Эти ее черты, возможно, объясняют первую любовную неудачу Метте. Они должны были отталкивать от нее многих мужчин. Но они же привлекли и удержали далекого от реальности мечтателя Гогена, которого до этого еще ни разу всерьез не пленила ни одна парижанка. А в этой крепко сбитой иностранке, властной, самоуверенной и лихой, он увидел "оригинальный характер", его пленивший. В ее присутствии исчезало чувство одиночества, которое так часто его мучило. Рядом с этой холодной и рассудительной скандинавкой он испытывал ощущение уверенности - вновь обретенной уверенности. Метте-София Гад заполняла пустоту.

Гоген увлекся. В пустынном для него Париже, где он чувствовал себя - и характерно сформулировал это однажды - "одиноким, без матери, без семьи", Метте в угаре страсти рисовалась ему сильной женщиной, покровительницей, объятиям которой он может довериться как дитя. Он включил Метте в мир своего воображения.

Молодые люди быстро пришли к согласию.

Метте весело смеялась, довольная тем, что покорила этого благоразумного молодого человека, который избавит ее от необходимости думать о хлебе насущном, этого биржевика, успешные спекуляции которого свидетельствовали о том, что он хорошо разбирается в цифрах и знает толк в деньгах.

В начале 1873 года Метте-София Гад вернулась в Копенгаген, чтобы объявить родным о своей помолвке.

*

Гюстав Ароза добросовестно выполнил миссию, возложенную на него Алиной. Решение и выбор Гогена он одобрил вполне, так же как и Бертен.

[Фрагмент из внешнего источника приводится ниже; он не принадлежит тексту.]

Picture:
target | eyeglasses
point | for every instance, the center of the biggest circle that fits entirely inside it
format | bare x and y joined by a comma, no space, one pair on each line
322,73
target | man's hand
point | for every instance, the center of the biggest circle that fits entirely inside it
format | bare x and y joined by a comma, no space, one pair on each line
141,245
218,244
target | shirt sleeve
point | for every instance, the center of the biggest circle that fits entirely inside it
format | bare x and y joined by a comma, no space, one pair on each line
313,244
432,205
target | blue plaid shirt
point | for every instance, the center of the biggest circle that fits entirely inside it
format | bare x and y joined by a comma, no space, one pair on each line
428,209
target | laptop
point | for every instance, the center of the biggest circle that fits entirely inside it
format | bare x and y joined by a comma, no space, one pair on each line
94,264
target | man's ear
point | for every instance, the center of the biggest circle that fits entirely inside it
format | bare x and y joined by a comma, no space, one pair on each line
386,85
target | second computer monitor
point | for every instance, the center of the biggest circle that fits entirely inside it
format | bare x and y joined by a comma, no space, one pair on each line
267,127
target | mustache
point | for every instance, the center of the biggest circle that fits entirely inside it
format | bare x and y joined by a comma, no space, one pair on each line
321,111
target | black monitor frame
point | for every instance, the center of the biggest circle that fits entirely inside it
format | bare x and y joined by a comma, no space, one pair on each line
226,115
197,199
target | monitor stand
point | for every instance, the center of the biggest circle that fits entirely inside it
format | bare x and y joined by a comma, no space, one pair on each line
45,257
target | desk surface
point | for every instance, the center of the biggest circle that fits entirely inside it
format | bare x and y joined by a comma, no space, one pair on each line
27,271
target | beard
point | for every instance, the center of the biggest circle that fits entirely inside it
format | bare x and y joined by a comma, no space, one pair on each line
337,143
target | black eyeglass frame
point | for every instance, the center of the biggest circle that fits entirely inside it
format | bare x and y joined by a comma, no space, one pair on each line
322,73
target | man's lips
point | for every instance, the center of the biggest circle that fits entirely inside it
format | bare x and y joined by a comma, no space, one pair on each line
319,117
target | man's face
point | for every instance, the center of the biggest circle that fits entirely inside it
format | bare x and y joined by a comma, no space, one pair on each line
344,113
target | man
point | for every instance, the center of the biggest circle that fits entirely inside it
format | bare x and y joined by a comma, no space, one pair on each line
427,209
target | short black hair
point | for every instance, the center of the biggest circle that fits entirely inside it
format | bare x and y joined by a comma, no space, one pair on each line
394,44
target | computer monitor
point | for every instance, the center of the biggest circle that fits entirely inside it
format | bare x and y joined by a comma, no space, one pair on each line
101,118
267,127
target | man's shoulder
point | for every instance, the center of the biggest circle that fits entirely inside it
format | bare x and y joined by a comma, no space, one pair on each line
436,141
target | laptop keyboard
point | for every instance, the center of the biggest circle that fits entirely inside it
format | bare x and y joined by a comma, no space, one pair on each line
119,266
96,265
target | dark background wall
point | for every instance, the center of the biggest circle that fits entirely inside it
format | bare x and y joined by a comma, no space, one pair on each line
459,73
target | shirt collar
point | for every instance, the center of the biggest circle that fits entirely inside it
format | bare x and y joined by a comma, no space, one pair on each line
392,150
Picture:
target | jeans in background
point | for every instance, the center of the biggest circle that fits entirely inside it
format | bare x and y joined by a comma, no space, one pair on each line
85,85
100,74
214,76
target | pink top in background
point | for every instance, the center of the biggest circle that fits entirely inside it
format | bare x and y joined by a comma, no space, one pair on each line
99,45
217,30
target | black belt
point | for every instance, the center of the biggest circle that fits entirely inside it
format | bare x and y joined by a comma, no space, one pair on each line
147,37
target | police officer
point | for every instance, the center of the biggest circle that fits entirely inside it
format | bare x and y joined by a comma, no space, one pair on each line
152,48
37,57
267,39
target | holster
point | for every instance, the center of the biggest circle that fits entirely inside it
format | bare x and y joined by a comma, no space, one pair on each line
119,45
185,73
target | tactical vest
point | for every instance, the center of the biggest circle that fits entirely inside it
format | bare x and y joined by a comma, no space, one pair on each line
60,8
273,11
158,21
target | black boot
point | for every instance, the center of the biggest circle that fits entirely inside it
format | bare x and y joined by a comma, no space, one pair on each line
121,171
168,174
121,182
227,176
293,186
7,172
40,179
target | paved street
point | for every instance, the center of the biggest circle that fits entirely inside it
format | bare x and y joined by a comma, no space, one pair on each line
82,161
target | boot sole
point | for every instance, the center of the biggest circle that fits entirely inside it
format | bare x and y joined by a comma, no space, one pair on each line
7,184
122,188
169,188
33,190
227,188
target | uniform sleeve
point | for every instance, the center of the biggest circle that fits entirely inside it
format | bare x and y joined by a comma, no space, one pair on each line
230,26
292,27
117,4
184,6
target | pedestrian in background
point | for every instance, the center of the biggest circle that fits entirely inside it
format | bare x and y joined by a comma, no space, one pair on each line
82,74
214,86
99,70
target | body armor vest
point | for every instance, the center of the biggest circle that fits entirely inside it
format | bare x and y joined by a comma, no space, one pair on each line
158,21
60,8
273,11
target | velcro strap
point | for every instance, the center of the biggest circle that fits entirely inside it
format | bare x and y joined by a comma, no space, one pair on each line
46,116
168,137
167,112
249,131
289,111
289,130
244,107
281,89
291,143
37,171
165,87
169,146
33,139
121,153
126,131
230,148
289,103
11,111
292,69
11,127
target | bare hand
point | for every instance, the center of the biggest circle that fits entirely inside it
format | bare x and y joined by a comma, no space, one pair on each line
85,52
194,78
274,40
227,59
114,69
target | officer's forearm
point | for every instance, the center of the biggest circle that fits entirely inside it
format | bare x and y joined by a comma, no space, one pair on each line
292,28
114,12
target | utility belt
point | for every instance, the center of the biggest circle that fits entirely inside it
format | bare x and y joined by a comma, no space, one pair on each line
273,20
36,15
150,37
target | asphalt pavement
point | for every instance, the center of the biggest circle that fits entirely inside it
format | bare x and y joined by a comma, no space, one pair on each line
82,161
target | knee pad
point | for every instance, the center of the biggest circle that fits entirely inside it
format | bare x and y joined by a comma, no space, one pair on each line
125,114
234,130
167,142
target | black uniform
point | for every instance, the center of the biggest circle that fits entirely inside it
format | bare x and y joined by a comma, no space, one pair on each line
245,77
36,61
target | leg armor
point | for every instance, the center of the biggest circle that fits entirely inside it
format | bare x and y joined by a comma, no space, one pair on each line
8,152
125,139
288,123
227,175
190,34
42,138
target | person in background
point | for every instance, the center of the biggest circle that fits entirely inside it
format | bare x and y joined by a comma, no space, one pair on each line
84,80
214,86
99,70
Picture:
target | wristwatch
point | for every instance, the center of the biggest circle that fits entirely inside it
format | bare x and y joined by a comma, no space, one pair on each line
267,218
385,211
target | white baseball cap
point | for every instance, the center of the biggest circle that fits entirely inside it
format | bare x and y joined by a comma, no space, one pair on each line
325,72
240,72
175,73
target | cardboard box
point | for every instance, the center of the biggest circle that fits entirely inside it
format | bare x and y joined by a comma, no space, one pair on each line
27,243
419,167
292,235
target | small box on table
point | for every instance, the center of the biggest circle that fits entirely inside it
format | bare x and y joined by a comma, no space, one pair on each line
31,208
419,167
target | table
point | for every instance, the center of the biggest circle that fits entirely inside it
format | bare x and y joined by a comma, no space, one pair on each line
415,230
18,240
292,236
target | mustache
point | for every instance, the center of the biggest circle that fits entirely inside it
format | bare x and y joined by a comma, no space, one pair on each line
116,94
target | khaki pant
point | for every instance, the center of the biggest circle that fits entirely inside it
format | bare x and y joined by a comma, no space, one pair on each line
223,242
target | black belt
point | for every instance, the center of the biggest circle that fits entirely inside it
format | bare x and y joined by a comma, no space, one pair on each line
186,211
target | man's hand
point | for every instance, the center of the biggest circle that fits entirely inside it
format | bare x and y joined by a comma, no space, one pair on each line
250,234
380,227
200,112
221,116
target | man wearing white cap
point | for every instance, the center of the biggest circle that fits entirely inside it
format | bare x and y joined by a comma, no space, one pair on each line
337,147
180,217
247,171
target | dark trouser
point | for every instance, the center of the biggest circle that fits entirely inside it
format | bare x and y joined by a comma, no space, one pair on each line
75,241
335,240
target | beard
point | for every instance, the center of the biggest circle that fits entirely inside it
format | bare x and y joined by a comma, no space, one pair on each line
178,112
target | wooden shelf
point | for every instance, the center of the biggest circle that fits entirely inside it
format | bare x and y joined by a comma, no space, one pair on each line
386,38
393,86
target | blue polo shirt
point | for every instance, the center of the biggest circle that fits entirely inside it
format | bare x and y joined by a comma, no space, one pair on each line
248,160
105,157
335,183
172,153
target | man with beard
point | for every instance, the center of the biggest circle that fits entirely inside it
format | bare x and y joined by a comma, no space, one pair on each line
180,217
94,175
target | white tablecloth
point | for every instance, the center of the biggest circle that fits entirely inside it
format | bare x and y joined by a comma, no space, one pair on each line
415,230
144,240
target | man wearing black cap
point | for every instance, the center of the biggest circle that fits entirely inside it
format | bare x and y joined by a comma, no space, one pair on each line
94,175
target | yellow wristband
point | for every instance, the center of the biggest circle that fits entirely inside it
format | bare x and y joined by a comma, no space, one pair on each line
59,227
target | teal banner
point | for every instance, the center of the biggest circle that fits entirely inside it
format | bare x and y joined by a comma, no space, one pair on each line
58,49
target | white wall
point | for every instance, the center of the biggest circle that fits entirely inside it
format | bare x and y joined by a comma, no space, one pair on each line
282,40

Оба дельца сразу же расположились к Метте-Софии Гад, которая своим жизнелюбием, самоуверенностью, бойким остроумием и здравым смыслом произвела на них самое благоприятное впечатление. Эта положительная девица казалась им самой подходящей подругой для их подопечного. Они были свидетелями во время брачной церемонии, которая состоялась в субботу 22 ноября в мэрии IX округа. Двумя другими свидетелями были отец Гюстава, восьмидесятисемилетний Франсуа Ароза, и секретарь датского консульства. Так как Метте была протестанткой, церковный брак был освещен в лютеранском храме Искупления на улице Шоша.

Молодая чета поселилась в маленькой квартирке на площади Сен-Жорж, 28 *, которую Гоген со вкусом обставил. Биржевик сам продумал всю обстановку до мелочей. Заработки позволяли ему не стесняться в расходах. Бертен повысил его в должности, назначив ликвидатором. Гоген накупил дорогих вещей - старинный фаянс, восточные ковры. Теперь он стал еще большим домоседом, чем когда был холостяком. Ему никуда не хотелось выходить. Читать, писать красками, рисовать (он попытался нарисовать портрет Метте) таковы были его единственные развлечения.

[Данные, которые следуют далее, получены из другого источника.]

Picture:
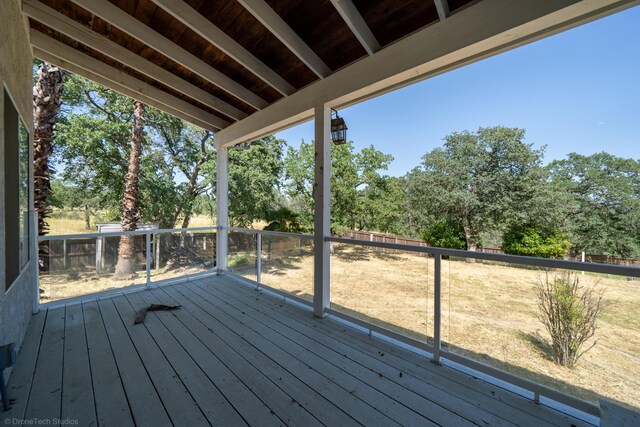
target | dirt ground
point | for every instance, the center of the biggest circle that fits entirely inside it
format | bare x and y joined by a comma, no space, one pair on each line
489,311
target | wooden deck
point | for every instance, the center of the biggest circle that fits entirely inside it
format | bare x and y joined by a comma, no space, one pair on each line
232,356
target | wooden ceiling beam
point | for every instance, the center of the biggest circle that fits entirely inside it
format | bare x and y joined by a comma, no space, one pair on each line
214,35
48,47
67,26
136,29
276,25
358,26
442,6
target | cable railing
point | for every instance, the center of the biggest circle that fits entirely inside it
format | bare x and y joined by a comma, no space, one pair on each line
77,265
380,287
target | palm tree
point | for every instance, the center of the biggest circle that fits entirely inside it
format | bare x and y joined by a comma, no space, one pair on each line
47,94
125,268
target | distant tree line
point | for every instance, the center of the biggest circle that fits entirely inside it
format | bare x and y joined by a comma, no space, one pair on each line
483,188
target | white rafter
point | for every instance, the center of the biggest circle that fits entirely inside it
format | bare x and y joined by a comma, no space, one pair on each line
139,89
214,35
442,6
356,23
276,25
130,25
67,26
484,29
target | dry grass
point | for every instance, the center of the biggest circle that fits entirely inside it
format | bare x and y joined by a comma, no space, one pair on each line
489,314
489,311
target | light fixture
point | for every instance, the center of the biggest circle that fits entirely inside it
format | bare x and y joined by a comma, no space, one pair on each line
338,129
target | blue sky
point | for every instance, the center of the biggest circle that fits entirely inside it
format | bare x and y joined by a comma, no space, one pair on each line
576,91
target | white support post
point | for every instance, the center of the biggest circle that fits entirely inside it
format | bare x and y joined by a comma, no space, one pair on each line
222,208
258,260
322,192
148,257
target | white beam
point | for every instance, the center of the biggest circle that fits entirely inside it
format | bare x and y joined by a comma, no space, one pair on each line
482,30
53,59
356,23
67,26
222,207
322,211
71,55
130,25
214,35
276,25
442,6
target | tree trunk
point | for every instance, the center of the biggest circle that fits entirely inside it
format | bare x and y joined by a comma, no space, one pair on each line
47,94
125,268
472,245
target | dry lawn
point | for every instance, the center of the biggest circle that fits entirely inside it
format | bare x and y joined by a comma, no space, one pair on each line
489,314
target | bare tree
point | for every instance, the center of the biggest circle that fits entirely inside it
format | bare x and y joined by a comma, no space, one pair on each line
125,268
47,94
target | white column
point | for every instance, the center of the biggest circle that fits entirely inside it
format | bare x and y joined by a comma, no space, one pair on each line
222,207
322,192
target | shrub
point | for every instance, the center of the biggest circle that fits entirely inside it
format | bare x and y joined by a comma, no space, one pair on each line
445,234
529,241
569,315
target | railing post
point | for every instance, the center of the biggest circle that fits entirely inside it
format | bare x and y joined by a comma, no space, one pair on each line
148,256
437,314
322,211
258,260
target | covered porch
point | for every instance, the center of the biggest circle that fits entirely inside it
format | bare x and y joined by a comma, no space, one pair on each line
234,356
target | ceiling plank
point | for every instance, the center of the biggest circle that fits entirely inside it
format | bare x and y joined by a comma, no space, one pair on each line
442,6
214,35
67,26
130,25
479,31
276,25
139,88
358,26
53,59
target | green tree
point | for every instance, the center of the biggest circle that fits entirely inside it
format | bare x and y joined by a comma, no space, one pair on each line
484,180
353,176
529,241
604,202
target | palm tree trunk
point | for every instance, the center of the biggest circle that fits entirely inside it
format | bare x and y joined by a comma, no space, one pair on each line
47,94
125,268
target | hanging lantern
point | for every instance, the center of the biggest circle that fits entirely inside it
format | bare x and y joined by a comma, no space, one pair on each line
338,129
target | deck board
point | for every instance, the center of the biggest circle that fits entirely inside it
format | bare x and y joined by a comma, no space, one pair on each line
234,356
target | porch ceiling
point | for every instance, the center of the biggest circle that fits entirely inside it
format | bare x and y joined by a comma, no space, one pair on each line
251,67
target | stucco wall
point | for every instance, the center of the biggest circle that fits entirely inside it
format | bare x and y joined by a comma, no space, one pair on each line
15,74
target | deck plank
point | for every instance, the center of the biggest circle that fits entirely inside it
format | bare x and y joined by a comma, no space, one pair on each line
77,388
184,323
344,398
21,378
300,392
180,406
248,405
46,394
396,402
111,405
145,404
217,409
426,399
486,396
448,394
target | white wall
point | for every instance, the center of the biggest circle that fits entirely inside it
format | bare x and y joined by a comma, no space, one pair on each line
16,304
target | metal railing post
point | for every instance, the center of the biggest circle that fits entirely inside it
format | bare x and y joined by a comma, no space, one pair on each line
258,260
148,256
437,314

* Этот адрес, упомянутый в брачных записях прихода церкви Искупления, подтвержден записью о рождении первенца Гогена (Записи актов рождений мэрии IX округа).

"Мы провели чудесную зиму, разве что на взгляд других жили немного отшельниками", - писал он в апреле 1874 года жене промышленника, госпоже Хеегорд. На взгляд других - отшельниками, на взгляд Метте - безусловно тоже. Молодая женщина любила светскую жизнь, сборища, шум и суету. В отличие от мужа, всегда склонного к замкнутости, она была общительного нрава. Замужество льстило ее тщеславию, а оно у нее было весьма велико. Ей хотелось покрасоваться перед окружающими, щегольнуть красивыми нарядами, услышать комплименты. Положение Поля, все более завидное (несмотря на политические волнения *, дела на бирже шли очень бойко), давало возможность молодой чете завязать связи с влиятельными людьми.

* Эти волнения были вызваны главным образом подготовкой конституционных законов. Третья Республика официально родилась только в 1875 году, а в эту пору еще шла борьба между монархистами и республиканцами.

Метте пыталась втолковать Гогену, насколько эти связи полезны и важны для его карьеры. Но это был напрасный труд. Кроме братьев Ароза, с которыми Гоген продолжал поддерживать отношения, и семьи Кальзадо Гоген почти ни с кем не водил знакомства. Метте приходилось довольствоваться встречами с немногочисленными приятельницами, с которыми она свела случайную дружбу, и с заезжими скандинавами, вроде норвежского художника Фритса Таулова 11, ставшего незадолго перед тем ее деверем (он женился на сестре Метте Ингеборг).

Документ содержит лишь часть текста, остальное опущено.